Nous avons essayé de lui donner le biberon mais elle n’arrive pas à coordonner succion-déglutition-respiration et désature beaucoup trop. Pour la nourrir, on lui met une sonde nasogastrique (SNG), une pompe pousse le lait qui passe dans un petit tuyau fin qui part du nez et descend jusqu’à l’estomac.

Malheureusement, le couchage ventral n’est pas suffisant pour améliorer sa respiration. L’équipe médicale propose de lui mettre une sonde naso-pharynghée pour l’aider à mieux respirer. La sonde, de la taille d’une paille souple, est insérée dans son autre narine, descend jusqu’à la base de sa langue pour la maintenir et libérer les voies respiratoires. Le lendemain matin, je viens voir ma fille au soin intensif, la pédiatre est en train de lui mettre la sonde et je l’entends crier de l’autre côté de la pièce. Je panique, une puéricultrice comprend vite la situation, me fait m’assoir et me rassure. Je pleure, j’ai envie de hurler tellement c’est insupportable savoir ma fille en détresse.
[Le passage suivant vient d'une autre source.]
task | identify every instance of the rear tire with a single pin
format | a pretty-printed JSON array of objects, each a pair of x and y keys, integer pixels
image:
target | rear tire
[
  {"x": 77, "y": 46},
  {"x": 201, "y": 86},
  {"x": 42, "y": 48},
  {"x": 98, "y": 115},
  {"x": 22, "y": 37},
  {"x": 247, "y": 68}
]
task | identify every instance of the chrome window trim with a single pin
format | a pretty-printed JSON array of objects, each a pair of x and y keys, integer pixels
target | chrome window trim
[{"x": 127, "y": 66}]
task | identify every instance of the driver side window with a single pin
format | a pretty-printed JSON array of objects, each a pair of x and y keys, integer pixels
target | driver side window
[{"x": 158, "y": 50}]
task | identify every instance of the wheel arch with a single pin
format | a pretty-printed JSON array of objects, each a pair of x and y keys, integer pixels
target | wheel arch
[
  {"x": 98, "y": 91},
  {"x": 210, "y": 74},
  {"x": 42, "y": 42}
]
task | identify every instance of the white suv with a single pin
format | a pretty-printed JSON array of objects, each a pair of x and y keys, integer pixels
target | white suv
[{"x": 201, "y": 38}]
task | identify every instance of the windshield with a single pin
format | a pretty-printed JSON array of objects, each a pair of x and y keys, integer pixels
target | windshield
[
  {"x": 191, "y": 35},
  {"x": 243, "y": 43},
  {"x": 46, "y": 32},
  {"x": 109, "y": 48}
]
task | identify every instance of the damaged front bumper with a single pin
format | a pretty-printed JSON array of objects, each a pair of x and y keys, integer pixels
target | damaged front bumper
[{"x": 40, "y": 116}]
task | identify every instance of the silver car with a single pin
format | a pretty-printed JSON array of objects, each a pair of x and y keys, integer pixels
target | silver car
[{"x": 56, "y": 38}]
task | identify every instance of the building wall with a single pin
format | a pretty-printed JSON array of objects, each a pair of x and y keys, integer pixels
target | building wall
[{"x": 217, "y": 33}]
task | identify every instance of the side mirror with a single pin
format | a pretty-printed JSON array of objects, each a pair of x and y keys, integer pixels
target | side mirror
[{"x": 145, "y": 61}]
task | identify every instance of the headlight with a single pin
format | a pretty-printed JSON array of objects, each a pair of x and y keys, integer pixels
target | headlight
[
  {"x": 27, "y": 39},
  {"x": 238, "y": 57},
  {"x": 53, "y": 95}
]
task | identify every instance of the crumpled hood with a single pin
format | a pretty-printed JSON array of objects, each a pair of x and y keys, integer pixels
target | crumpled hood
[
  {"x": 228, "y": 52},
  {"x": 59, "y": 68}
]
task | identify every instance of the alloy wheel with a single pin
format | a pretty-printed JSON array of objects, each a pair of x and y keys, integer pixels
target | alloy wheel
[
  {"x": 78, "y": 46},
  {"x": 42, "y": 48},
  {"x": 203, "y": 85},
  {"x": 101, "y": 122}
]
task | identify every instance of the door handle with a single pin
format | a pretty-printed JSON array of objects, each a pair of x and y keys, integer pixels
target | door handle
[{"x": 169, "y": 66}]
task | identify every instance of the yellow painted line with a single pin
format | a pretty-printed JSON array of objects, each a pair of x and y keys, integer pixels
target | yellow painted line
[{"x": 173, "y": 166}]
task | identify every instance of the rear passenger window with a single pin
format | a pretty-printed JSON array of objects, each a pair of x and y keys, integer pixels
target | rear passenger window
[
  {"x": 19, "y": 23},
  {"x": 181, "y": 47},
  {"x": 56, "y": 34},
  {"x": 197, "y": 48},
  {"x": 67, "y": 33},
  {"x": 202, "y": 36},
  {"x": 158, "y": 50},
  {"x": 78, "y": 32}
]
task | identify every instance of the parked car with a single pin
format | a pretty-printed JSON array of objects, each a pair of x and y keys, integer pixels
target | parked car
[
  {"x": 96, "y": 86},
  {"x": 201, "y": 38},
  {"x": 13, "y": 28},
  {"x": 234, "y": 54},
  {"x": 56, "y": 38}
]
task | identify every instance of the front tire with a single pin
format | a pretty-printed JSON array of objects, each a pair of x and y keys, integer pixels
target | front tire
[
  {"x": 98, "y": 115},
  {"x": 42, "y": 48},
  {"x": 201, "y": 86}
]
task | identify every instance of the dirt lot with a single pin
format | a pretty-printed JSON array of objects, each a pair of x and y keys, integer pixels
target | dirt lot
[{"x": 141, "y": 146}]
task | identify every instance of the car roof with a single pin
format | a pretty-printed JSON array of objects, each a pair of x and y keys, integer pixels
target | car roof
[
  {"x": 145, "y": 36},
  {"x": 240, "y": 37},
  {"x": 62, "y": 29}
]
On a beau comprendre intellectuellement la nécessité d’un soin pour aider son enfant, cela reste un combat émotionnel, une plaie qui n’en finit plus de cicatriser.

Heureusement, la sonde nasopharyngée fonctionne bien et nous passons dans un autre service où nous avons une chambre avec notre bébé. Nous y resterons 2 mois, c’est long, mais c’est le temps qu’il faudra à notre fille pour prendre du poids, pour bien respirer jour et nuit, pour qu’enfin elle puisse commencer à boire son biberon. Chaque millilitre qu’elle prend lui demande tant d’efforts, je l’encourage, tout ça pour 5 malheureux millilitres !

Mon mari et moi nous relayons pour être présents au côté de notre petite fille. A la maison, il y a mon petit garçon de 2 ans, il sait que sa sœur est malade mais il a du mal à partager sa maman avec elle. Je n’arrive pas à concilier les besoins de mes deux enfants et je culpabilise.

Ella va avoir trois mois, elle a encore sa sonde nasopharyngée et sa sonde nasogastrique mais nous pouvons rentrer chez nous en hospitalisation à domicile (HAD). Quel bonheur de ramener notre bébé à la maison !

Quelques jours après, Ella décide qu’elle ne veut plus de sa sonde nasogastrique, elle l’arrache et elle ne nous laissera jamais la reposer. C’est incroyable qu’un si petit être soit si déterminé et sache si bien se faire comprendre.

Notre vie est rythmée par les rendez-vous médicaux et les examens, tout cela est bien plus supportable quand on sait que l’on rentre chez soi après. En consultation, la chirurgienne nous annonce la date que nous appréhendions avant même que notre fille soit née. L’opération de la fermeture de la fente aura lieu le 18 décembre, c’est encore loin, mais déjà j’ai la boule au ventre.